Travelport passed the $2.5 billion annual revenue mark for the first time in its history during 2018.
The company posted a 4% increase to $2.551 billion for the full-year but saw net income fall sharply by 46% to $75 million over the same period.
The results for 2018 - its last as public company - come just months ahead of a $4.4 billion takeover by Elliott Management Corporation and others.
The company will be under the full ownership of Siris Capital Group and Evergreen Coast Capital (part of Elliott).
Travelport says it still expects to close the deal in the first half of 2019.
eNett, the wing of the business that has caught the eye of investors in recent years and the subject of much speculation as to what may survive under new ownership, posted a 63% increase in revenue to $315 million during 2018.
The wider Beyond Air reporting line in the company increased revenue by 17% over the same period to $748 million.

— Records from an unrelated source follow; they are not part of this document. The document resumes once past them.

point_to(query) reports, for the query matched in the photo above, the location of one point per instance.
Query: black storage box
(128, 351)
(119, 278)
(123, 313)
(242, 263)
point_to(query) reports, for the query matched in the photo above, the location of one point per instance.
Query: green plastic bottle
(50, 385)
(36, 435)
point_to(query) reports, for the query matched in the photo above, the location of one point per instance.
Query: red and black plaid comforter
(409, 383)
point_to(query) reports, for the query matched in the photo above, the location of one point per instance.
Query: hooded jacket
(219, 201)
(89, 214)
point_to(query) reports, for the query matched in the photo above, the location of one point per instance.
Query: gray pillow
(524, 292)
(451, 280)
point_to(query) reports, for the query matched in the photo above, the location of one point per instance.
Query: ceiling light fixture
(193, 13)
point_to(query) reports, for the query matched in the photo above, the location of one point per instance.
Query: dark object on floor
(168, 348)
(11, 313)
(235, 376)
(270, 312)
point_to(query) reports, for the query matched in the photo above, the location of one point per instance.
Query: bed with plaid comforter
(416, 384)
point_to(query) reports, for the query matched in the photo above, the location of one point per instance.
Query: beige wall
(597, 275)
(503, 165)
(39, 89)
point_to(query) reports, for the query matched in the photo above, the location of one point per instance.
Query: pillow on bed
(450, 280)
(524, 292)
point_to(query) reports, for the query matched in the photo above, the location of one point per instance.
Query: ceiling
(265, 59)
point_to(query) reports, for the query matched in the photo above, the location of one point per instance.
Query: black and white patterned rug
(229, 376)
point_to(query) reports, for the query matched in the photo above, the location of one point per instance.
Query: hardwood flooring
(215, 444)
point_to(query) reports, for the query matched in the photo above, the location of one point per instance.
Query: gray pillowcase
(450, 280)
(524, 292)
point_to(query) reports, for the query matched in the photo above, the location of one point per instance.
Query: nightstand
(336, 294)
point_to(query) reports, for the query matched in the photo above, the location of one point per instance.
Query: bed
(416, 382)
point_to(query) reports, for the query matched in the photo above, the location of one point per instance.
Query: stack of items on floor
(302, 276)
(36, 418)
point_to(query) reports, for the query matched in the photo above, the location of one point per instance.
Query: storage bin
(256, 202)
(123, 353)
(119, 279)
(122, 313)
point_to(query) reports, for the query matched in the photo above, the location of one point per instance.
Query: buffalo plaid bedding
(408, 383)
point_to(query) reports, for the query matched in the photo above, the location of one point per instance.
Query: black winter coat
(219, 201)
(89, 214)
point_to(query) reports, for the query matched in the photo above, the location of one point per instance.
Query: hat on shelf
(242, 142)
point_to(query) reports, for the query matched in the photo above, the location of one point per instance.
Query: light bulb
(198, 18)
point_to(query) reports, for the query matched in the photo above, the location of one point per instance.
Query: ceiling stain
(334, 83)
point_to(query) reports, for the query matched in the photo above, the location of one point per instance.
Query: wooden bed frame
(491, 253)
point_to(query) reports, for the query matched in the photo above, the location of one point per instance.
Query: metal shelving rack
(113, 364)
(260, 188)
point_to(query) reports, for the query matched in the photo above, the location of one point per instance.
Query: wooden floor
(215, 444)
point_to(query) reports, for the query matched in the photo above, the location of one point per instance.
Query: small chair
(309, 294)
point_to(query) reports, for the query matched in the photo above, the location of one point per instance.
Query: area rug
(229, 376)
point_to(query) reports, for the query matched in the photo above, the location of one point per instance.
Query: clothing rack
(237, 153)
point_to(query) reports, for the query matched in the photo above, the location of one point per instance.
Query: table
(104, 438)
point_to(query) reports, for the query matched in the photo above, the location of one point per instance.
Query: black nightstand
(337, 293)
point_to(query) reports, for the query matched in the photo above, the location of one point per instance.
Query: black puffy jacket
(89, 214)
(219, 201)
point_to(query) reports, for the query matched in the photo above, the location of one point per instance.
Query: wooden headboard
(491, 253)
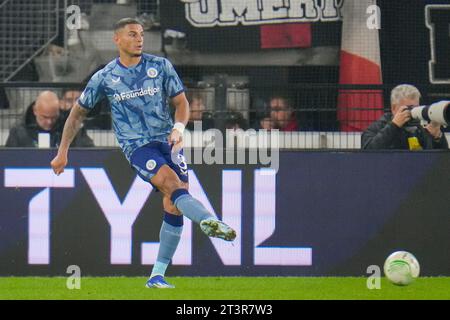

Revenue in distribution services for air bookings was flat during 2018 at $1.7 billion, mainly due to the effect from the loss ("agency headwinds") of a number of key accounts.
Distribution segments booked fell by 2% to 335 million during 2018, with the Asia Pacific region experiencing the biggest fall with 7% and Europe, Latin America and the Middle East/Africa posting 1% increases.
Adjusted EBITDA during 2018 was also flat, coming in at $590 million for the second year in a row.
Gordon Wilson, president and CEO of Travelport, says: "I am pleased to report that we ended the year with all of our full year key financial performance measures either in line with or better than management expectations and guidance.
"We also made significant operational progress across our four customer priorities of delivering superior choice, performance, experiences and intelligence in travel and payments."
Travelport did hold an analyst call for the 2018 results due to the pending acquisition.